FlowMind: Automatic Workflow Generation with LLMs. Authors: JP Morgan.
- TLDR: LLM agents to write one-off API-driven python scripts for non-technical finance folks.
- Assessment: The good: the so-called “lecture” prompting technique is useful to know. The bad: the benchmark is too easy; it’s almost already saturated.
Prompting
Achieving >97% on GSM8K: Deeply Understanding the Problems Makes LLMs Perfect Reasoners. Authors: Wuhan U, U of Sydney, Nanyang Tech.
- TLDR: A prompting technique to implore LLMs to think deeply about reasoning problems (e.g. math).
- Assessment: The good: incremental gains over baseline. The bad: code is not shared.
Multimodal
How Far Are We to GPT-4V? Closing the Gap to Commercial Multimodal Models with Open-Source Suites. Authors: various China-based institutions and companies.
- TLDR: InternVL 1.5 multimodal LLM is competitive with GPT-4V and others MLLMs.
- Assessment: The good: probably SOTA MLLM for Chinese language. Model/code is shared. The bad: no discussion about limitations or future work. WYSIWYG.
SEED-Bench-2-Plus: Benchmarking Multimodal Large Language Models with Text-Rich Visual Comprehension. Authors: Tencent, the Chinese U of HongKong.
- TLDR: New benchmark for text-rich document understanding and another win for GPT-4V over Gemini Pro and Claude 3 Opus.
- Assessment: The good: welcome benchmark addition for an important, highly practical task. The bad: none.
Long context
LongEmbed: Extending Embedding Models for Long Context Retrieval. Authors: Peking U and Microsoft.
- TLDR: Extend context length of pre-trained short-context embedders instead of training long-context ones from scratch + a new benchmark for long-context tasks.
- Assessment: The good: looks like it can be done effectively, and the benchmark seems to be well designed. The bad: analysis only on training-free techniques, and there’s no baseline for training-from-scratch long context embedders.

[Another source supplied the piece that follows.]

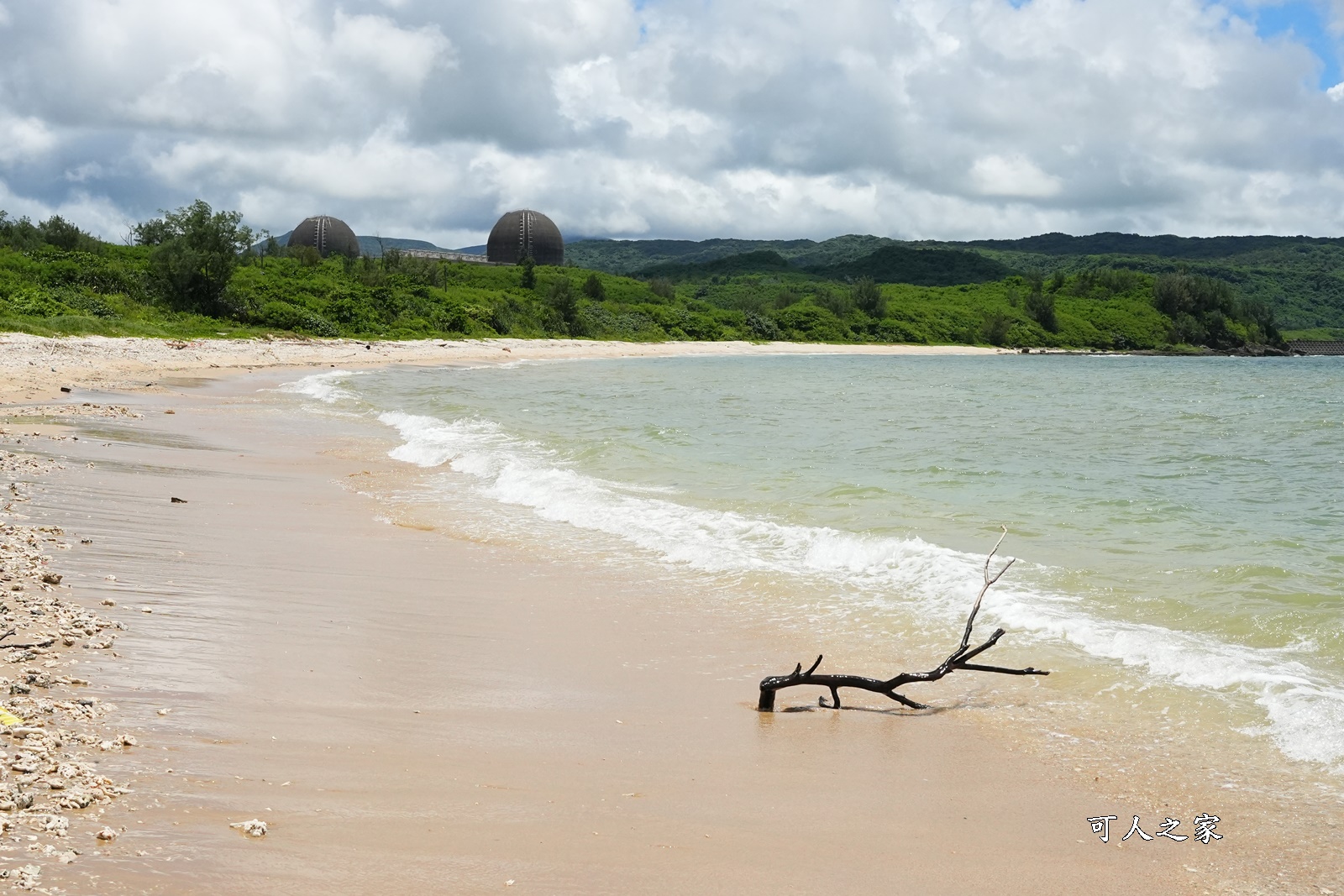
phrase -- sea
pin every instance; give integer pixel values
(1176, 524)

SnapKV: LLM Knows What You are Looking for Before Generation. Authors: UIUC, Cohere, Princeton
- TLDR: Clever idea to compress KV cache to speed up long-context processing.

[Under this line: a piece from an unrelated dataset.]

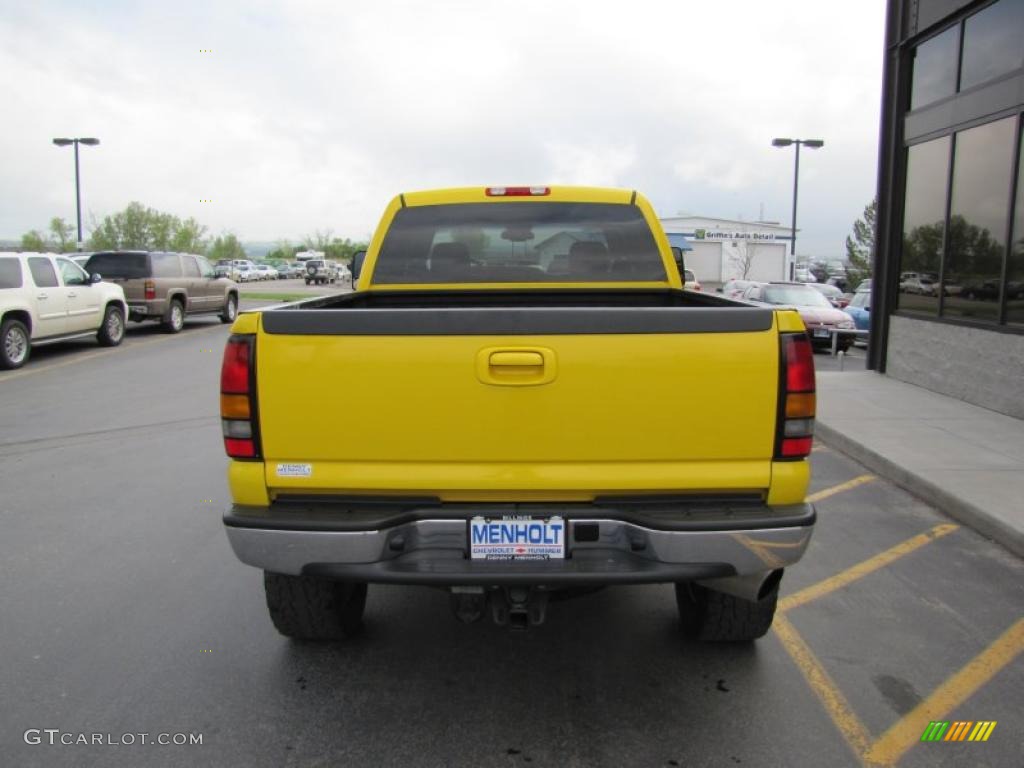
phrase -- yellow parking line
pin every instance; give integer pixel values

- Assessment: The good: 3.6X faster generation and 8.2X smaller memory footprint. The bad: none
LLM efficiency
How Good Are Low-bit Quantized LLaMA3 Models? An Empirical Study. Authors: various China-based institutions.
- TLDR: Significant degradation observed, especially with ultra-low bit-width.
- Assessment: The good: useful study + code is shared. The bad: none.
XC-Cache: Cross-Attending to Cached Context for Efficient LLM Inference. Authors: ServiceNow, MILA
- TLDR: Highly technical idea to significantly reduce the memory foot print of the KV cache.
- Assessment: The good: improvement seems impressive with real world implications. The bad: eval is done on QA benchmarks only.
LLM analysis
Retrieval Head Mechanistically Explains Long-Context Factuality. Authors: Peking U, U of Washington, MIT, UIUC, U of Edinburgh.
- TLDR: For retrieval from long-context, there is a set of attention heads that do this job.
- Assessment: The good: fascinating insight with potential impact across many high-level LLM tasks. The bad: none.
LLM frontier
A Survey on Self-Evolution of Large Language Models. Authors: various China-based institutions.
- TLDR: Survey of how LLMs may create a self-training loop to continuously improve themselves.
- Assessment: The good: a peek into potentially the next big breakthrough. The bad: none.
LLM releases
OpenELM: An Efficient Language Model Family with Open-source Training and Inference Framework. Authors: Apple.
Phi-3 Technical Report: A Highly Capable Language Model Locally on Your Phone. Authors: Microsoft.